/datasets_vg

Primary LanguagePythonMIT LicenseMIT

Using these scripts you can download a number of visual geolocalization datasets. The datasets are downloaded and formatted using a standard format, suitable to be used by our soon-to-be open source benchmarking software, and their maps are automatically created. You can also find more information about our project in the dedicated website.

About the datasets formatting, the adopted convention is that the names of the files with the images are:

@ UTM_easting @ UTM_northing @ UTM_zone_number @ UTM_zone_letter @ latitude @ longitude @ pano_id @ tile_num @ heading @ pitch @ roll @ height @ timestamp @ note @ extension

Note that for many datasets some of these values are empty, and however the only required values are UTM coordinates (obtained from latitude and longitude).

The reason for using the character "@" as a separator, is that commonly used characters such as dash "-" or underscore "_" might be used in the fields, for example in the pano_id field.

The directory tree that is generated is as follows:

.
└── datasets
    └── dataset_name
        └── images
            ├── train
            │   ├── database
            │   └── queries
            ├── val
            │   ├── database
            │   └── queries
            └── test
                ├── database
                └── queries

For training throughout our benchmark we used Pitts and MSLS as dataset, and the others, listed below, only as test set to evaluate the generalization capability of the models. This is for many reasons, like the absence of a time machine that is necessary to train robust models.

The list of datasets that you can download with this code is the following:

  • Pitts30k*
  • Pitts250k*
  • Mapillary SLS**
  • Eysham - as test set only
  • San Francisco - as test set only
  • Tokyo 24/7* - as test set only
  • St Lucia - as test set only
  • SVOX - as test set only

To download each dataset, simply run the corresponding python script, that will download, unpack and format the file according to the structure above.

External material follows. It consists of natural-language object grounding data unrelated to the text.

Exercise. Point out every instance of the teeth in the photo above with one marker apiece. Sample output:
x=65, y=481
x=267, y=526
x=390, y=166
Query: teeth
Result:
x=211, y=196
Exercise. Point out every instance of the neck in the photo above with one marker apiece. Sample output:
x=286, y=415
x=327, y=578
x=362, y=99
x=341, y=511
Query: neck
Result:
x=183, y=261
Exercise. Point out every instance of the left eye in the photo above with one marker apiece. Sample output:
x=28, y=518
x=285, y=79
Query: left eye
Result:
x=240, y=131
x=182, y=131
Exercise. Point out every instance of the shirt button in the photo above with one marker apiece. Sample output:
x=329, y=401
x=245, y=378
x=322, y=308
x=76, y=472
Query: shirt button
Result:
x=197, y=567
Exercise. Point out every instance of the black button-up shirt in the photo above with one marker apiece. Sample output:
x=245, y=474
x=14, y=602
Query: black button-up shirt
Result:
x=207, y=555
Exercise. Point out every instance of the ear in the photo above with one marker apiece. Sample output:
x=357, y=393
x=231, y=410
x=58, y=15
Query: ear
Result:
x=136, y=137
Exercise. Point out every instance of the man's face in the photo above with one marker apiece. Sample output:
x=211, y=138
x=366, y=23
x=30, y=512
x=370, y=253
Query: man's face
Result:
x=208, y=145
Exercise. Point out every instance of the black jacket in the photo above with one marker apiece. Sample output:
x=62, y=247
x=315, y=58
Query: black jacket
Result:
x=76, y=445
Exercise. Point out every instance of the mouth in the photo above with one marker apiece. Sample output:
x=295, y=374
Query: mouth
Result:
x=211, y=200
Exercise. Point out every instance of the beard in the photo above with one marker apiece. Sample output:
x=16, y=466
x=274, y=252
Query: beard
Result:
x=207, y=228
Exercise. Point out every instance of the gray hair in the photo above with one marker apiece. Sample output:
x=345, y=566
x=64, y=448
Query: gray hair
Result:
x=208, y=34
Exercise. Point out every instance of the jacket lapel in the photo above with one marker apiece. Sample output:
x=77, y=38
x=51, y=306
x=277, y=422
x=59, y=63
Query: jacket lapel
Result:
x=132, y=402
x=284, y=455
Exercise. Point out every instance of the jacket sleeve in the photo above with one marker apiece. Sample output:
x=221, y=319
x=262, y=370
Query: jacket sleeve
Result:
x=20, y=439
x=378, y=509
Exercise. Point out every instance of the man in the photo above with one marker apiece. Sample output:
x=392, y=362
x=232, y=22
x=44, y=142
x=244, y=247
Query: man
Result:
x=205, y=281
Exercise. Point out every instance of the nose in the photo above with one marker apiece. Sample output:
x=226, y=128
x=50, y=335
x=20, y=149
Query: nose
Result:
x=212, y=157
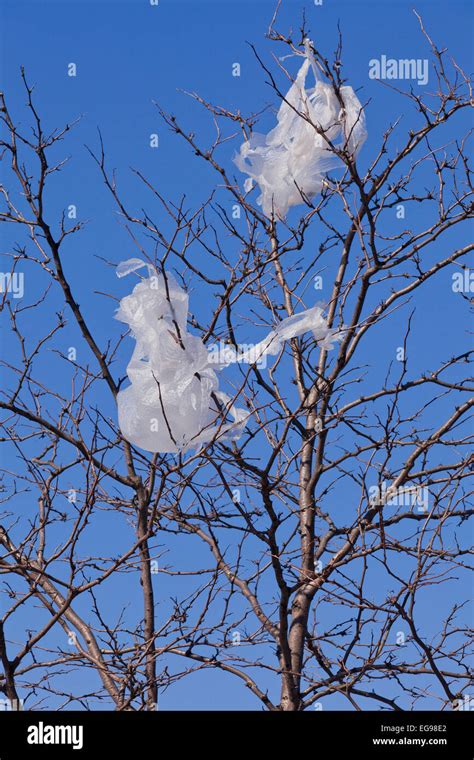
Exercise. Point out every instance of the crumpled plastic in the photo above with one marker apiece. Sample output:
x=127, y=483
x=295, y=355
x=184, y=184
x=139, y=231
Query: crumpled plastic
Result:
x=173, y=402
x=290, y=163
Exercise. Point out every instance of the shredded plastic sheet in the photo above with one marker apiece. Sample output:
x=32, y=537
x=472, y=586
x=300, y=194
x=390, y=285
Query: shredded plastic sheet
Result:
x=290, y=162
x=173, y=403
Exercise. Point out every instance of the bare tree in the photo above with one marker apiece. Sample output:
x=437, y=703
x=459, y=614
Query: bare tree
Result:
x=301, y=558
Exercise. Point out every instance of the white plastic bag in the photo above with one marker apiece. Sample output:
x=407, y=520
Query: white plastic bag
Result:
x=173, y=402
x=290, y=162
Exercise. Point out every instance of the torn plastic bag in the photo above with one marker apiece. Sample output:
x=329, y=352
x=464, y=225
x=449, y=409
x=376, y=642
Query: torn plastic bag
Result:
x=173, y=403
x=290, y=162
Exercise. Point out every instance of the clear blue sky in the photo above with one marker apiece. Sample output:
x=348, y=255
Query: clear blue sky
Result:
x=129, y=54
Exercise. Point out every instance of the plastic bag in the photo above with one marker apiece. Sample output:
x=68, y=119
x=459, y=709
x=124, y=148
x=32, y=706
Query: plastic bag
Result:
x=174, y=403
x=290, y=162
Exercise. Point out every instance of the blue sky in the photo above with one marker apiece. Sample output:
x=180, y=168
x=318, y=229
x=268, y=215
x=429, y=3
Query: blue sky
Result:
x=129, y=54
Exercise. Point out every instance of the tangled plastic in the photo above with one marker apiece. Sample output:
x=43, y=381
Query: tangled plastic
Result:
x=173, y=403
x=290, y=162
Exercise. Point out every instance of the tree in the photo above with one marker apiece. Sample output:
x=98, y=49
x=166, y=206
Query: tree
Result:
x=301, y=558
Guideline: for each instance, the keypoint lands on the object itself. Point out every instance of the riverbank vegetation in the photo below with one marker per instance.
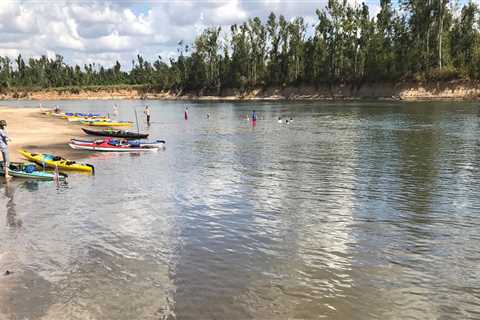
(409, 40)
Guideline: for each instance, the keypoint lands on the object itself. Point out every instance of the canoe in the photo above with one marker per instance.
(80, 114)
(51, 161)
(116, 134)
(112, 145)
(89, 119)
(29, 171)
(107, 123)
(121, 142)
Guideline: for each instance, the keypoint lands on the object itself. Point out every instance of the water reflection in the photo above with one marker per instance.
(353, 211)
(12, 219)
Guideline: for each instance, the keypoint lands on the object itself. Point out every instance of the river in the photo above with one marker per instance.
(352, 211)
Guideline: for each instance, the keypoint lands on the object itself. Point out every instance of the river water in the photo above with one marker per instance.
(353, 211)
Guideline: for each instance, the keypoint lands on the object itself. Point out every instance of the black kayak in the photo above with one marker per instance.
(116, 134)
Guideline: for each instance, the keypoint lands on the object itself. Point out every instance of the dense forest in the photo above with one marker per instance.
(408, 40)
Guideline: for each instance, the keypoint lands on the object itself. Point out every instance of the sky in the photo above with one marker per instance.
(106, 31)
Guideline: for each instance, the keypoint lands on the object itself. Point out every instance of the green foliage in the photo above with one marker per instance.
(422, 40)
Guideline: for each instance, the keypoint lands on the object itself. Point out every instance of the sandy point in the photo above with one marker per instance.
(30, 129)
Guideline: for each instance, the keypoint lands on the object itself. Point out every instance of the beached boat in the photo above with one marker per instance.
(115, 145)
(89, 119)
(116, 134)
(29, 171)
(51, 161)
(107, 123)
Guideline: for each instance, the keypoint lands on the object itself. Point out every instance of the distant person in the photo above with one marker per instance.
(115, 110)
(147, 114)
(4, 147)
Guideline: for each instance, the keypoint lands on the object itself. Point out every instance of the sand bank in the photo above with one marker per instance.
(31, 130)
(412, 91)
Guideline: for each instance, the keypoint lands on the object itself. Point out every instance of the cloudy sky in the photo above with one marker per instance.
(106, 31)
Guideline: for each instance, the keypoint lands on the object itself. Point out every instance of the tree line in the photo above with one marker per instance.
(408, 40)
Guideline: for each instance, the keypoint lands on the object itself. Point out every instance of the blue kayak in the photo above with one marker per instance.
(30, 171)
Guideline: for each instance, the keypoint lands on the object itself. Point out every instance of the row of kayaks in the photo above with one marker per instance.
(44, 166)
(31, 171)
(90, 119)
(110, 144)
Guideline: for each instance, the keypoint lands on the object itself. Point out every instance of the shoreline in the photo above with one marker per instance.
(31, 130)
(461, 90)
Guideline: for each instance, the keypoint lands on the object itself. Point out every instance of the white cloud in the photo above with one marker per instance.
(106, 31)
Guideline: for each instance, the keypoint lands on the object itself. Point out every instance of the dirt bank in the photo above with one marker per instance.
(452, 90)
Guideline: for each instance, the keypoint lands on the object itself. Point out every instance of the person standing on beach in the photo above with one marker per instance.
(4, 147)
(147, 113)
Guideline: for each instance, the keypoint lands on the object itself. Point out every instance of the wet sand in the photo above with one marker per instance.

*: for Pitts30k, Pitts250k and Tokyo 24/7 the images should be downloaded by asking permission to the respective authors. Then they can be formatted with this codebase

**: for Mapillary SLS, you need to first log in into their website, download it here, then extract the zip files and run $ python format_mapillary.py

Pitts30k

For Pitts30k, first download the data under datasets/pitts30k/raw_data, then simply run $ python format_pitts30k.py

Pitts250k

For Pitts250k, first download the data under datasets/pitts250k/raw_data, then simply run $ python format_pitts250k.py

Mapillary SLS

For Mapillary SLS, you need to first log in into their website, download it here, then extract the zip files, and place it in a folder datasets inside the repository root and name it mapillary_sls. Then you can run:

$ python format_mapillary.py

Eynsham

To download Eynsham, simply run $ python download_eynsham.py

San Francisco

To download San Francisco, simply run $ python download_san_francisco.py

St Lucia

To download St Lucia, simply run $ python download_st_lucia.py

SVOX

To download SVOX, simply run $ python download_svox.py

Tokyo 24/7

For Tokyo 24/7, first download the data under datasets/tokyo247/raw_data, then simply run $ python format_tokyo247.py. Queries are automatically downloaded.